Results marked with an * are sourced from public technical reports. For benchmarks marked with a ‡, subtitles are included for evaluation.

In video processing, Seed1.8 also achieves a significant improvement in token efficiency, which not only enhances understanding capabilities but also provides users with lower-latency real-time video processing experiences.

Even when configured with fewer Max Video Tokens, Seed1.8 still outperforms Seed1.5-VL across multiple long-video benchmarks.

Furthermore, by introducing multiple thinking modes, Seed1.8 embeds the ability to dynamically adjust its reasoning depth.

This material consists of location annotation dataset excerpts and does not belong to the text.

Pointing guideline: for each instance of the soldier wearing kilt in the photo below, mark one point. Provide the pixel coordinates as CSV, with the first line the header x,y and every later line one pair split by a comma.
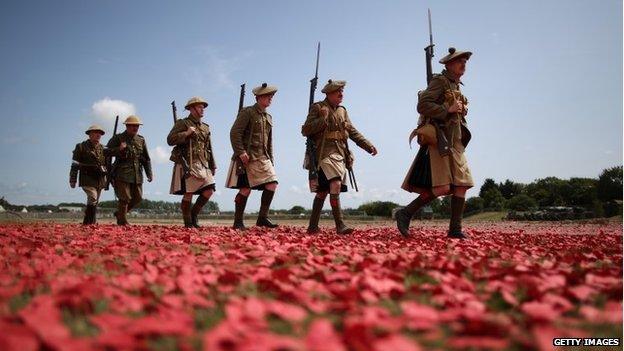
x,y
194,163
440,167
329,125
252,165
88,160
131,158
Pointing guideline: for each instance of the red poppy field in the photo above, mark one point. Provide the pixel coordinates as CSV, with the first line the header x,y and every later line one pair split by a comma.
x,y
513,286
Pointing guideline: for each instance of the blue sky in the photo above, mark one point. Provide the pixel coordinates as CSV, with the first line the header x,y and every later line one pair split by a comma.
x,y
544,83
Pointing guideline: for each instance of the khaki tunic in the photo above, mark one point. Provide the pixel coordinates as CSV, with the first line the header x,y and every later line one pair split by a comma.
x,y
433,104
89,166
196,150
252,132
130,163
330,136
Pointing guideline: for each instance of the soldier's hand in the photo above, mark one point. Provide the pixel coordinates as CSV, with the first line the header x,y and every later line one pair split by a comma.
x,y
373,151
245,158
457,106
324,112
313,184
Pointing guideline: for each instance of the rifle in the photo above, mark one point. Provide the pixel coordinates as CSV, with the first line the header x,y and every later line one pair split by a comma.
x,y
310,145
429,50
240,168
185,165
109,160
350,172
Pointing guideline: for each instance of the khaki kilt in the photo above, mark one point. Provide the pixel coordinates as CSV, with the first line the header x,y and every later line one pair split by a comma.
x,y
259,172
334,167
200,178
93,194
130,193
445,170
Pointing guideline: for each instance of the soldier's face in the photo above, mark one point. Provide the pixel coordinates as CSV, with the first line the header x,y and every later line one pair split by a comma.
x,y
457,67
335,97
132,129
197,110
95,136
265,100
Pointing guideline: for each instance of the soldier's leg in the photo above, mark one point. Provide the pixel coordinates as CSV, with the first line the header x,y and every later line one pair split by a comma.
x,y
199,204
334,200
317,207
91,193
136,191
240,202
95,205
185,206
458,200
122,191
404,215
265,204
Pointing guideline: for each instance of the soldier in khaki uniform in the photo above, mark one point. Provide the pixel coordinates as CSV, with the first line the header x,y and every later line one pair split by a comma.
x,y
442,169
89,160
329,125
131,158
194,168
252,163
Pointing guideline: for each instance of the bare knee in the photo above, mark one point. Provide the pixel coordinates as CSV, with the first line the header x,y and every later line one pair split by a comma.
x,y
271,186
441,190
460,191
321,195
334,186
207,193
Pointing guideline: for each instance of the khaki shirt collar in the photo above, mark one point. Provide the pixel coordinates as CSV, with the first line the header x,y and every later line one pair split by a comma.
x,y
326,101
195,120
259,108
448,75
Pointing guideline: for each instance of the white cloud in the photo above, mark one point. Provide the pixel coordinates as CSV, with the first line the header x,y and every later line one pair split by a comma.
x,y
159,155
106,109
215,70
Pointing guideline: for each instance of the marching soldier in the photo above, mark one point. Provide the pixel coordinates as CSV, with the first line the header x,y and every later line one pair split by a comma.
x,y
194,169
252,165
89,160
131,158
329,125
440,167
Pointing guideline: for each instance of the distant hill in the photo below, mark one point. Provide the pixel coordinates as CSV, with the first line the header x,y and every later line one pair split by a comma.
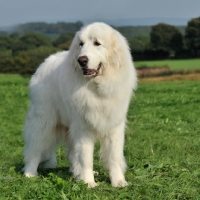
x,y
53,30
141,21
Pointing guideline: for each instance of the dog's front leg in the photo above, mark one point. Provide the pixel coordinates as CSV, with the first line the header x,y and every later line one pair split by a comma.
x,y
112,155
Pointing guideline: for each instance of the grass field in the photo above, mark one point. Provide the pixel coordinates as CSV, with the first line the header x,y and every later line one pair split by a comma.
x,y
162,148
173,64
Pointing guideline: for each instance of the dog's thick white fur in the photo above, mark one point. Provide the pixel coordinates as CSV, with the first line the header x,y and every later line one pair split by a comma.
x,y
80,96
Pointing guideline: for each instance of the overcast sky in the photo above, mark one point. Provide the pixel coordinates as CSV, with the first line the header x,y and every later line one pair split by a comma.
x,y
13,12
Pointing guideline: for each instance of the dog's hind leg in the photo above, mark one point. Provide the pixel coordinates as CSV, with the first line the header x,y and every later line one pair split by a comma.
x,y
80,154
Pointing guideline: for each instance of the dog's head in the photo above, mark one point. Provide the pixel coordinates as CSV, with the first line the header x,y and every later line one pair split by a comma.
x,y
97,47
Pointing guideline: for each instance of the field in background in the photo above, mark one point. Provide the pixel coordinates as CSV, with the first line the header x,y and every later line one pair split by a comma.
x,y
162,148
173,64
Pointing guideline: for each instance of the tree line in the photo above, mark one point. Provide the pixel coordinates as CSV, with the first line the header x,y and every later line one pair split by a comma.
x,y
22,51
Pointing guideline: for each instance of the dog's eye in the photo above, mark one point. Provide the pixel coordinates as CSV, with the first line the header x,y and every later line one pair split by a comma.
x,y
96,43
81,44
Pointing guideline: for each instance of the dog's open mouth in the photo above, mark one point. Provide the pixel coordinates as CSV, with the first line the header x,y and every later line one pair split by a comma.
x,y
91,72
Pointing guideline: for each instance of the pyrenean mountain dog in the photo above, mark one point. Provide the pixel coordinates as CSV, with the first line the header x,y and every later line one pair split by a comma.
x,y
77,97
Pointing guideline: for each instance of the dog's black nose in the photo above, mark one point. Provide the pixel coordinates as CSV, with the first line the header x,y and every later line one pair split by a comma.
x,y
83,61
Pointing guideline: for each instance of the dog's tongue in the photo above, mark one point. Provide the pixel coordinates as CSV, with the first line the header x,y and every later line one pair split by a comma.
x,y
89,71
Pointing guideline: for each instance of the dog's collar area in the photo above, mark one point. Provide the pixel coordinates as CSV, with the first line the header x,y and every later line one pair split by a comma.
x,y
91,72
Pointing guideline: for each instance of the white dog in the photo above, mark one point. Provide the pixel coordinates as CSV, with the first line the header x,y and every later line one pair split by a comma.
x,y
77,97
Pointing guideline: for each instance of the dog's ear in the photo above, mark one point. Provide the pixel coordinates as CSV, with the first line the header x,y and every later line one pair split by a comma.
x,y
74,49
120,49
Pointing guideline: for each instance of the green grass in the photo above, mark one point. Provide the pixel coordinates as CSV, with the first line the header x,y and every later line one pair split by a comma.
x,y
173,64
162,148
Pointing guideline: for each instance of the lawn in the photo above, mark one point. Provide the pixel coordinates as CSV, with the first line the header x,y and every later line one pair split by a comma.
x,y
173,64
162,148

Users can flexibly tune the model's inference depth and computational load to suit different task requirements.

Comparison of inference cost and accuracy between Seed1.8 and other models across various multimodal reasoning benchmarks.


Future outlook

Building upon Seed1.8, we will continue to iterate toward a versatile agentic model capable of addressing challenges in real‑world complex tasks. In the future, we will focus on the following areas:

  • Ongoing Scaling and Performance Improvement: By leveraging enhanced computational resources, we will further advance the model's capabilities during both pre‑training and post‑training stages, thereby meeting increasingly complex task requirements.
  • Enhanced Long-Term Task Execution: We will optimize long‑context processing and agentic memory, enabling the model to handle long-term tasks and multi‑step reasoning more efficiently.
  • Continuous Refinement in Real-World Applications: We will continue to expand our training data from real-world work and life contexts, ensuring that our Seed models can effectively adapt to diverse real-world needs.
  • Extended Boundaries of Intelligence: We will advance the Seed models' autonomous exploration ability at the frontiers of human intelligence, laying the groundwork for higher‑level agentic capabilities.

We also believe that establishing an evaluation system oriented toward real‑world needs is crucial for enhancing the stability, generalization, and usability of agentic models. To this end, some evaluation datasets developed for Seed1.8 have been publicly available or will be open-sourced in the future, in the hope of advancing the community collectively.